Что привлекло внимание Мандельштама к этому пушкинскому отрывку и заставило переосмыслить его? Очевидно, здесь у Пушкина ненавязчиво, как бы вскользь, затронута принципиальная тема соотношения искусства и действительности, которая впоследствии стала чрезвычайно значимой в художественном и теоретическом сознании Серебряного века. Вопрос об эстетизации жизни, о претворении ее в произведение искусства с равной остротой стоял во всех сферах творческой деятельности. Так было в поэзии, где «младшие» символисты – Вяч. Иванов, А. Белый и другие – проповедовали внедрение искусства в толщу действительности, соборное действо, преобразующее мир по законам красоты, выводящее символ из словесной ткани – в живое сплетение человеческих душ и судеб. Так было в живописи, где возник «Мир искусства», имеющий дело с эстетизированной реальностью – театральной, архитектурной и пр. Так было и в театре, где Н. Евреинов предлагал и проводил опыты по внесению игровых начал в повседневную действительность («театр для себя» – программа превращения каждого человека в актера, каждого поступка – в сценическое действо); и в музыке, где А. Скрябин развивал грандиозные идеи о звуковом «управлении» мирозданием, о синтезе звуков и красок, жестов и слов в единое произведение – регулятор вселенской жизни; наконец, и в философии, где Д. Мережковский и особенно Н. Бердяев («Смысл творчества», 1916) усматривали в эстетической обособленности искусства признак его греховной неполноты, которую следует преодолеть выходом в реальное творчество.

Вся эта атмосфера эстетических ожиданий и пророчеств, сгустившаяся в России как раз к началу Первой мировой войны, плотно окружала и Мандельштама. Пушкинская строфа была им воспринята как некий аналог или, вернее, корректив современных ему умонастроений, как живое слово, требующее отклика.

В пушкинском фрагменте поражает прежде всего последовательная деэстетизация театрального зрелища и всей сопутствующей ему торжественной обстановки «храма искусств». Уже в первой строке дано невозможное, нелепое с точки зрения жанра и стиля смешение разнородных существ: амуров – персонажей античной мифологии, чертей – христианской демонологии, змей – китайского фольклора[54]. Причем они ведут себя одинаково – «на сцене скачут и шумят». И в движеньях, и в звуках – беспорядочность, суматошность, отсутствие эстетически организованной формы. Скачут и шумят – в естественной, неритмизованной жизни, а на сцене – пляшут и поют. Художественная иллюзия разрушается, уступая место будничному, безыскусному.

Но точно так же «нетеатрально», как персонажи на сцене, ведут себя и зрители в зале, – они не внимают, не восторгаются, не предаются высокому созерцанию, но ведут себя в соответствии с собственными прозаическими нуждами: сморкаются, кашляют… Эта обыденность, отступление от условных форм поведения, захватывает и мир за пределами театра. Лакеи спят на господских шубах; кучера, не стесняясь, бранят своих господ. Даже кони выходят из предназначенной им роли: бьются, вырываются из наскучившей им упряжи.

Наконец, Онегин, покидая театр во время представления, особенно резко демонстрирует нарушение эстетической условности – внутренней замкнутости художественного времени и пространства.
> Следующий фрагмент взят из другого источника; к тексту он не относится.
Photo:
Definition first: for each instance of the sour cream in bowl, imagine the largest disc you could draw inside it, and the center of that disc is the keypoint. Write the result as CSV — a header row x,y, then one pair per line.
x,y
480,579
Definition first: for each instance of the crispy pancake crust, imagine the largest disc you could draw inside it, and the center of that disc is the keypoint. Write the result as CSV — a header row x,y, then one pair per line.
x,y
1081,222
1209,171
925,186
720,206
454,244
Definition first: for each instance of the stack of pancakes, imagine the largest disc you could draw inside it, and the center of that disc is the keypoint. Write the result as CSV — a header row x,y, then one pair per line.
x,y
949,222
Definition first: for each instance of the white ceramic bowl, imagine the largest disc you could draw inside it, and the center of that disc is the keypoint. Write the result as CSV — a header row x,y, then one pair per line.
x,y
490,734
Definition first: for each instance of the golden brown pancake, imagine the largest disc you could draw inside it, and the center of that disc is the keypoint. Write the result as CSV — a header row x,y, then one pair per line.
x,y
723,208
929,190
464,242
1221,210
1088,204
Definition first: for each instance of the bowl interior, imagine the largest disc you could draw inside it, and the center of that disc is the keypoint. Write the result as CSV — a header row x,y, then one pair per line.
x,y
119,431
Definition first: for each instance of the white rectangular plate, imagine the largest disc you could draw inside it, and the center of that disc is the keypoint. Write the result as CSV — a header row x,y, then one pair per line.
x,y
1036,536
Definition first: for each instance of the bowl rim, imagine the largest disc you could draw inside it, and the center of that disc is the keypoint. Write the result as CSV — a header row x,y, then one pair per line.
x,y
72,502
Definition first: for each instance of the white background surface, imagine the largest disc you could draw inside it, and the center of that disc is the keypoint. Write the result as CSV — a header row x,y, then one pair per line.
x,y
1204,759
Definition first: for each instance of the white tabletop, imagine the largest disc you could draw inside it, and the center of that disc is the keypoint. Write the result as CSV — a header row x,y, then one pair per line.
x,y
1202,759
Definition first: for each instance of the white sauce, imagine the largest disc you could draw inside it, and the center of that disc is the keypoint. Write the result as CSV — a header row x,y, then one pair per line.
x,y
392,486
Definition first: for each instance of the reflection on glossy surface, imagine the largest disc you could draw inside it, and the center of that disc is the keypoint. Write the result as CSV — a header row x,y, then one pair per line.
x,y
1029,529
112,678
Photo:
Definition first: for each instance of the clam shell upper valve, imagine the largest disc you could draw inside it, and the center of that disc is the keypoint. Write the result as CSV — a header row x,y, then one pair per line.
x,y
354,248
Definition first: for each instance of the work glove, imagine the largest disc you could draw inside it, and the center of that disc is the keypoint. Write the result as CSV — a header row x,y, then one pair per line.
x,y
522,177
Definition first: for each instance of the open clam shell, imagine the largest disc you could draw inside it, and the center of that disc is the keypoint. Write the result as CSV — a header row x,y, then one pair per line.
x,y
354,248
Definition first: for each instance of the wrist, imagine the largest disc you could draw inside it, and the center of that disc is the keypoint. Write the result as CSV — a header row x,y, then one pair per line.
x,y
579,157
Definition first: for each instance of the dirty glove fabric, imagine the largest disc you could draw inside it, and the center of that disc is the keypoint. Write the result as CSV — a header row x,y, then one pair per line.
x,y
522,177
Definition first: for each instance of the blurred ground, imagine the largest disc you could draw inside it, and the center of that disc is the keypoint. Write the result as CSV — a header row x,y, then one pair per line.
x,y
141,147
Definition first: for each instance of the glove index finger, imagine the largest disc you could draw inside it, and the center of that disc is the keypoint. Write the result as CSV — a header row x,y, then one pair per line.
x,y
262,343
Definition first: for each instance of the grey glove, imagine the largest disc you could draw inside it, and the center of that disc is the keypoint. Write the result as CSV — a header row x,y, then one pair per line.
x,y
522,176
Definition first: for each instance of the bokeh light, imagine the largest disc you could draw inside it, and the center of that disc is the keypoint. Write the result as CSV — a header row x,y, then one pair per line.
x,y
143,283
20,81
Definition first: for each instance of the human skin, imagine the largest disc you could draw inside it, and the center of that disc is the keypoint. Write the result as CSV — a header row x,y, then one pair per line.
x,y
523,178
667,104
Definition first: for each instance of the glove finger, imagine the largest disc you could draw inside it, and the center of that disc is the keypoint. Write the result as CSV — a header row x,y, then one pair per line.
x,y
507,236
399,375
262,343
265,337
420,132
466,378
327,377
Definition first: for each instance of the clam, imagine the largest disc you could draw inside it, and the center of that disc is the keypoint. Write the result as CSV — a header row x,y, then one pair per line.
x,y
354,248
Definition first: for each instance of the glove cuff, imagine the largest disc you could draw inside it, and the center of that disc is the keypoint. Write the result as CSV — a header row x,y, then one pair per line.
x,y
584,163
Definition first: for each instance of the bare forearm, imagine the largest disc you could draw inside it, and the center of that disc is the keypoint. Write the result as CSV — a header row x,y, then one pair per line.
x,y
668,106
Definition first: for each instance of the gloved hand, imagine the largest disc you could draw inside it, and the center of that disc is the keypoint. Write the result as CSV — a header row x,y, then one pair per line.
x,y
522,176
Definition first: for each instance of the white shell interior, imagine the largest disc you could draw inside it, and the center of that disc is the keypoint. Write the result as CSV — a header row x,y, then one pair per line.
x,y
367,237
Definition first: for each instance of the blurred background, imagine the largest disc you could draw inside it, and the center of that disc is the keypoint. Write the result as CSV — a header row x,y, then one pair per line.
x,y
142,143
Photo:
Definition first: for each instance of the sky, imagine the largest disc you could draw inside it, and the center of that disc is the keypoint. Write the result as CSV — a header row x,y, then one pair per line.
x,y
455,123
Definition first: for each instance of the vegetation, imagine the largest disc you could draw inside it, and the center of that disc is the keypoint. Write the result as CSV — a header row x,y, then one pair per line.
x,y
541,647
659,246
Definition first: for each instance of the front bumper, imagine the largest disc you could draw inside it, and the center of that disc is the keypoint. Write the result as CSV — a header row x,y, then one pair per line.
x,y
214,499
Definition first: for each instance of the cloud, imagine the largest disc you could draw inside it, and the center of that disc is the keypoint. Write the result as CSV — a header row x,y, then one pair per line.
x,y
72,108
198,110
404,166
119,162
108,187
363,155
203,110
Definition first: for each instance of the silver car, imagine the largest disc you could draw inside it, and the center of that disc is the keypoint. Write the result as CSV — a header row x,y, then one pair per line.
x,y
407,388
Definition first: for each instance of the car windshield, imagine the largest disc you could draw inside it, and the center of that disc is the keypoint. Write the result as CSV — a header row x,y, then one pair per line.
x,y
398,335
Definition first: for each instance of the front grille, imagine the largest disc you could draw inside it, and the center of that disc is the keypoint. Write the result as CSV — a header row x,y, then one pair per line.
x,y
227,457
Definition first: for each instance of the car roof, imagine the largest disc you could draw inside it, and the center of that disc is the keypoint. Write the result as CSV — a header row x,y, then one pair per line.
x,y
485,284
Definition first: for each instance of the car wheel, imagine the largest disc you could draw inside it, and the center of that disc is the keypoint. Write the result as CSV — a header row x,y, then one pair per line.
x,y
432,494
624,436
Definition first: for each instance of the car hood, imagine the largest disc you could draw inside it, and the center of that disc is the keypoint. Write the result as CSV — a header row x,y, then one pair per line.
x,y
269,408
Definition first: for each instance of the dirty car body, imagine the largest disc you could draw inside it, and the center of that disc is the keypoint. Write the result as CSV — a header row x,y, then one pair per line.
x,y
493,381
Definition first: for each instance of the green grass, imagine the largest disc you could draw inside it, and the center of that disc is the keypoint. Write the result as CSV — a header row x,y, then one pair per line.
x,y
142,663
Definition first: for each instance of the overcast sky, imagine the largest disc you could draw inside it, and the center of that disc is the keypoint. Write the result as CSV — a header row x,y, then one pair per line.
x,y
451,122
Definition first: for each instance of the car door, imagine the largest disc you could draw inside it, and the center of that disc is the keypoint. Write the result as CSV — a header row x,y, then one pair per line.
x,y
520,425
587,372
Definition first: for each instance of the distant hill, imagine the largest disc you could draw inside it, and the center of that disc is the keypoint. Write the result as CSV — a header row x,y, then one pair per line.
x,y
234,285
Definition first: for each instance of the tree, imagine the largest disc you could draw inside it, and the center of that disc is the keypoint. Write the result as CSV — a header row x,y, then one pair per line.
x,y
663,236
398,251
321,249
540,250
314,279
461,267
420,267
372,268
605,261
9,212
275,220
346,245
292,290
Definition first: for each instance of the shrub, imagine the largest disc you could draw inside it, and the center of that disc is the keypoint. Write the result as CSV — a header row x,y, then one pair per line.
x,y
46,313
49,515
Границы между театром и не-театром, между искусственным и естественным оказываются легкопреодолимыми. Театр еще не превратился в некое мирское святилище, где должны замереть все звуки обыденной жизни и воцариться благоговейная тишина. Жизнь безбоязненно вторгается в театр и плещется по его рядам, захватывая и алтарь – сцену. Весь пафос пушкинского описания – в той легкости и непринужденности, с какой театральный мир (в широком смысле – мир всяческих ролей, в том числе и социальных) выходит из равенства себе и размыкается в неупорядоченную, живую действительность.

вернуться

53

Приоритет в сопоставлении этих двух текстов принадлежит Левинской О. Л., которой автор глубоко благодарен за возможность воспользоваться рядом ее ценных наблюдений (затем самостоятельно обобщенных в ее курсовой работе «Театр в поэзии Мандельштама». Филфак МГУ, 1977 г.).

вернуться

54

Действие балета «Хензи и Тао», впечатление от которого отразилось в XXII строфе, происходит в Китае. См.: Слонимский Ю. Балетные строки Пушкина. Л., 1974. С. 79–87.